It was found that TRUS findings and the three test results at day 40, cannot be reliably determined using the kappa statistical test in this study. On the contrary, the PAG-Serum results in cows showed a significant decrease from day 28 to 40 (P<0.05), whilst the PAG-Milk and PSPB-Serum tests showed a significant statistical decrease especially between day 32 and 40 (P<0.05). This finding indicates that there is a difference between the days of gestation and the days of EM. When late EM was detected, the PSPB concentration reached or fell below this cut-off value 0-20 days later. In cases of late embryonic or foetal mortality, bPAG values in four of ten cows were found to reach cut-off values at 58th days after insemination (Whitlock and Maxwell, 2008).

Here we found PAG milk and serum and PSPB serum values to be significantly lower than their baseline values. In this study, EM was not detected with the test results from the same day (day 40) in which EM was detected in many animals by TRUS. Based on the large individual variations in the values, late-stage EM could not be early predicted with b-PSBP and bPAG1 (Humblot et al., 1988; Szenci et al., 2000). Serum laboratory ELISA values revealed that PAG concentrations were below 1.4-1.8 ng/ml at 31 days post-seeding, resulting in 95% embryonic mortality at day 60 (Pohler et al., 2015). However, in this study, the course of PAG-serum values was observed in the direction of decrease rather than in the point where the EM was determined in TRUS.

When the pregnant and EM animals were compared, there was a difference between P <0.001 and P 0.005), suggesting these tests could are not sufficient in determining EMs.

In this study, the comparison of test serum or milk data on the day that EM was detected by TRUS, results suggested that these tests were inadequate in determining EM.

Conclusion

In conclusion, a new control (rectal palpation or TRUS) is required due to possibility of pregnancy-related embryonic mortality on day 40, even though there is a very high level of compliance (specificity, sensitivity and kappa) between test results and TRUS at 28th day of gestation.

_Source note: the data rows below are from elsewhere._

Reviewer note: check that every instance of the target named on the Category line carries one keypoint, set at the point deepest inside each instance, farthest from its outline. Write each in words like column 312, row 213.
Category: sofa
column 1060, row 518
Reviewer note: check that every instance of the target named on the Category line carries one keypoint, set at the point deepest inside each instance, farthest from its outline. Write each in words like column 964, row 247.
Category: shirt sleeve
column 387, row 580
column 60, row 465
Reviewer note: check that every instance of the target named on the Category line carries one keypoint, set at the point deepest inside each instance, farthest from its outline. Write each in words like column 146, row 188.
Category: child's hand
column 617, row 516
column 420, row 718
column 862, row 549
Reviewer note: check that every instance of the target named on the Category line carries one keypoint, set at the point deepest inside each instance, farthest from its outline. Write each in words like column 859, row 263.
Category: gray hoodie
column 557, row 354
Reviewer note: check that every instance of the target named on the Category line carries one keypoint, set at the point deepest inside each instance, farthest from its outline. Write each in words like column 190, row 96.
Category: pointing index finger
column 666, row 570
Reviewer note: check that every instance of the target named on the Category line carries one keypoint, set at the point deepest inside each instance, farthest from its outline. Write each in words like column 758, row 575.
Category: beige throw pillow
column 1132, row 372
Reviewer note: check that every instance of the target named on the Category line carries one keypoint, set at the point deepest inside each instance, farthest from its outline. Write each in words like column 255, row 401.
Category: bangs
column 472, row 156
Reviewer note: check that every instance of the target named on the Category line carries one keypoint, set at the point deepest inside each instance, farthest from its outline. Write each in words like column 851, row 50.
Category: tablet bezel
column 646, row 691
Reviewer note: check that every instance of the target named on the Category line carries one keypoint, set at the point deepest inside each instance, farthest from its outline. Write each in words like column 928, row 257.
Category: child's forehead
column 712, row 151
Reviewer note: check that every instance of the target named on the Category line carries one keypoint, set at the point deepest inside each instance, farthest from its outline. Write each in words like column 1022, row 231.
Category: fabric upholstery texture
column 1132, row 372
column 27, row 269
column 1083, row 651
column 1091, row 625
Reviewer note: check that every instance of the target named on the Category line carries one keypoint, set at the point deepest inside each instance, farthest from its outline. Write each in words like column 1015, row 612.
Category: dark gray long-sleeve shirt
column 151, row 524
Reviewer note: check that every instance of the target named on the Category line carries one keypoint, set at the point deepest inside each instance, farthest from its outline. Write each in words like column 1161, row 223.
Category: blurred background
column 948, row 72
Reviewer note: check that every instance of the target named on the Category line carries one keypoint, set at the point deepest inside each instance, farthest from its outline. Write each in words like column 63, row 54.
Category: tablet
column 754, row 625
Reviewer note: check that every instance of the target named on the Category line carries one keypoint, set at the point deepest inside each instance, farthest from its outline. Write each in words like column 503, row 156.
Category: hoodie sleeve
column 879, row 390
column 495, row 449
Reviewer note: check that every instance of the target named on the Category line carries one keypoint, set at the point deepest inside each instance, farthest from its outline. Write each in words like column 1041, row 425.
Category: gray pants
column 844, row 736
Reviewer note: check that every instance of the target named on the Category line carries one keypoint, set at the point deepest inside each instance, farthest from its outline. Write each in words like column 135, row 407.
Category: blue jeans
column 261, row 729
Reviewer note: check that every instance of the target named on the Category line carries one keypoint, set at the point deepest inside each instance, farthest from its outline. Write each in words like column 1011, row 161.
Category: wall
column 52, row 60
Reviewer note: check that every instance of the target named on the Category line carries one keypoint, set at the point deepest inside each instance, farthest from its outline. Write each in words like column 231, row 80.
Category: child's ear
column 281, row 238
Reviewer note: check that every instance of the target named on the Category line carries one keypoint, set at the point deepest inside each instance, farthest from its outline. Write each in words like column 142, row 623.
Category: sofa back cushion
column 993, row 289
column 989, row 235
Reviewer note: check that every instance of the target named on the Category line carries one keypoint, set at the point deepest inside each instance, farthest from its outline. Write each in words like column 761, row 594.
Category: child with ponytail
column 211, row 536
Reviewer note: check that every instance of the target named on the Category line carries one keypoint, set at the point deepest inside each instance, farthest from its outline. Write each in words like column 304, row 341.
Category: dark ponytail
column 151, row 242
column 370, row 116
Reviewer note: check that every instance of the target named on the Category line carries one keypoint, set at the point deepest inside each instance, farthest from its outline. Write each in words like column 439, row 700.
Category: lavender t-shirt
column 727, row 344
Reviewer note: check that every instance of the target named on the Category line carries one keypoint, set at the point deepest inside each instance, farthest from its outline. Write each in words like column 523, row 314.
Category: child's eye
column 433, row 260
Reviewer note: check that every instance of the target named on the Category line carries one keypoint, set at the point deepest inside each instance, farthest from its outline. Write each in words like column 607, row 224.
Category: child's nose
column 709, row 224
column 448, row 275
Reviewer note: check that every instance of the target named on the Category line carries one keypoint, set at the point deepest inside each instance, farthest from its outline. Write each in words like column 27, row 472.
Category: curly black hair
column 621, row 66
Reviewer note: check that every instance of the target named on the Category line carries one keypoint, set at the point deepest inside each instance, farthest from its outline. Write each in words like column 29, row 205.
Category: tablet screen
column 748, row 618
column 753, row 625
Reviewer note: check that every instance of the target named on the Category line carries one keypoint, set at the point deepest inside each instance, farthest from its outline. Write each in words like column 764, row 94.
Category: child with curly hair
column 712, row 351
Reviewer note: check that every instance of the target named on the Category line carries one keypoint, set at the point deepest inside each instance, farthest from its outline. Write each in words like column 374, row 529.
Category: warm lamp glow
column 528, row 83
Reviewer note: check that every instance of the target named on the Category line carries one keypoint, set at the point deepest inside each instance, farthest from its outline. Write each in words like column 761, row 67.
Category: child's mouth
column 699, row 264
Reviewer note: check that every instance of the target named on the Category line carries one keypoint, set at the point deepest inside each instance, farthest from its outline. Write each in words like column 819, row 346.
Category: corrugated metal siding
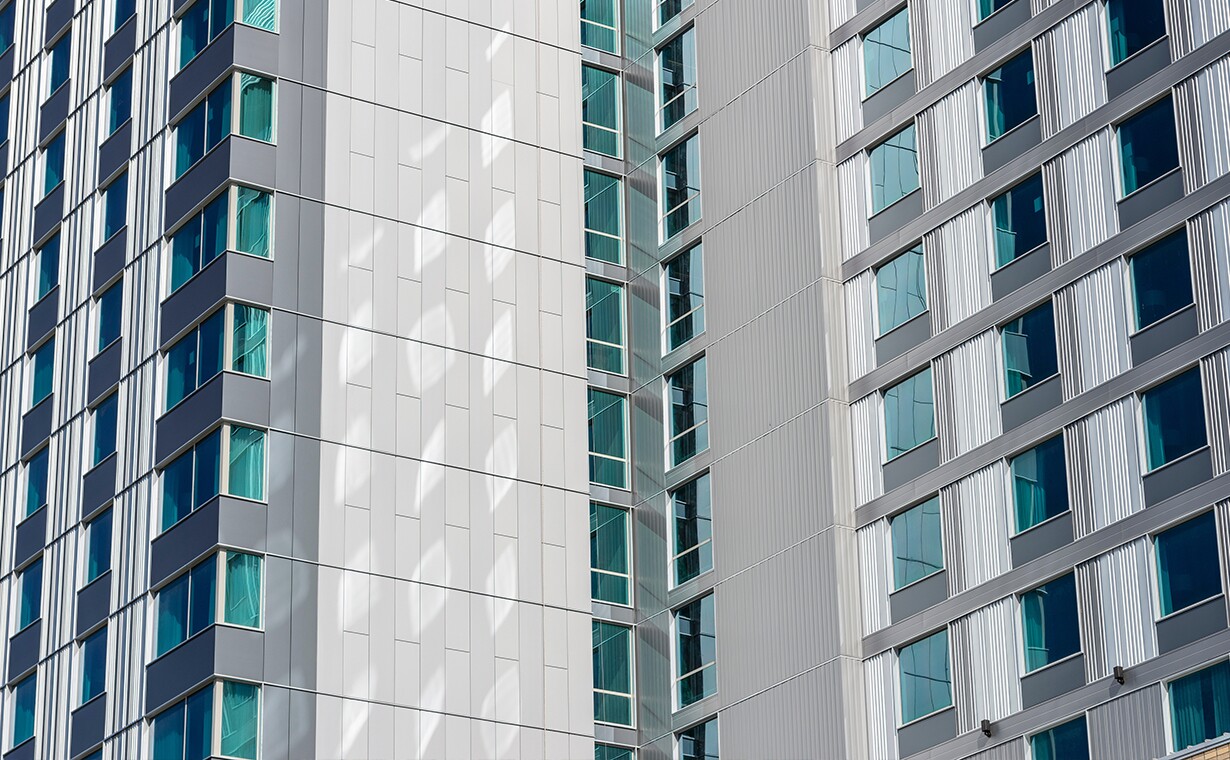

A significant decrease (P<0.001) in PAG-Serum values, especially between day 30 and 40, can be seen as a marker for EM. In this study, cows determined to be pregnant on the day 30, it has been determined that the EM test (PAG-serum, PAG-milk, PSPB-serum) obtained at day 40 when EM was detected by TRUS method cannot be reliably performed individually for each animal but it is thought that a significant decrease (P<0.001) in mean values between day 28 and 40, and a significant statistical difference (P<0.01 and P<0.001) between the pregnant and EM animals may indicate the likelihood of EM.

Therefore, it is considered beneficial to perform rectal palpation or TRUS control in terms of embryonic mortality at day 40 in cows considered to be pregnant by these tests at day 28.

Acknowledgement

This study is a part of the research project (CE064-2015) which was funded by the Scientific Research Unit, Center of Excellence of Near East University. This study was presented at the 5th National and 1st International Congress of Turkish Society of Veterinary Gynaecology on 12-15 October 2017, at Marmaris, Mugla, Turkey.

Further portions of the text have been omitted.